= RM-2493 =

Controversial proposal submitted to the Federal Communications Commission

RM-2493 was the title of a rule-making proposal made to the Federal Communications Commission (FCC) in 1974. It has since been the subject of an ongoing urban legend (sometimes being called Petition 2493).

==Origin==
In 1974, Jeremy Lansman and Lorenzo Milam submitted a request to the FCC to amend the rules concerning educational broadcasts. They requested a review be made to determine if any religious groups were filing for licenses on channels that had been reserved for general educational purposes with the intent of making religious broadcasts. The FCC reviewed this request and denied it in 1975, citing it did not have a policy on restricting broadcasts based on possible religious content. Thereafter, the matter was officially ended.

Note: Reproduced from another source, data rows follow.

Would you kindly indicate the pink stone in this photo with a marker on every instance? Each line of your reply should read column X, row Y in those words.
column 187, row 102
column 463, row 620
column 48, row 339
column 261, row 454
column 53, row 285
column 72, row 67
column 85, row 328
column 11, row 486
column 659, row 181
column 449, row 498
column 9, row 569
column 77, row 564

During the time the matter was being considered, the FCC received numerous letters concerning this proposal. Many of the correspondents were under the incorrect impression that the proposal was seeking a complete ban on all religious broadcasting. The FCC explained that that possibility had never been suggested and was not being considered. Following the denial of RM-2493, the FCC went on to explain that there now was no longer any proposal being considered.

==Variations==
These statements did not stop the concern of some citizens. Messages were circulating on the Internet as late as September 2012 stating that a ban on religious broadcasting was either being actively considered or has been recently enacted. Variations of this message state that atheists are circulating a petition in support of the ban; that religious people are circulating a petition to oppose the ban; that Madalyn Murray O'Hair is responsible for the ban (O'Hair had no association with RM-2493 and died in 1995); that James Dobson is leading opposition to the ban (Dobson has stated he is aware there is no proposed ban and has not led any efforts in regard to it); and that the ban was responsible for the cancellation of the television series Touched by an Angel. The FCC states that it has received over 30,000,000 pieces of mail regarding this issue since 1975.

A 2009 variation of Petition 2493 (without the RM- prefix) claims O'Hair's organization, American Atheists, wants the "Removal of Joel Osteen, Joyce Meyer, Charles Stanley, David Jeremiah and other pastors from the air waves," and Dobson asks petitioners to send responses and donations to "Lisa Norman". Once again, Dobson denies any involvement.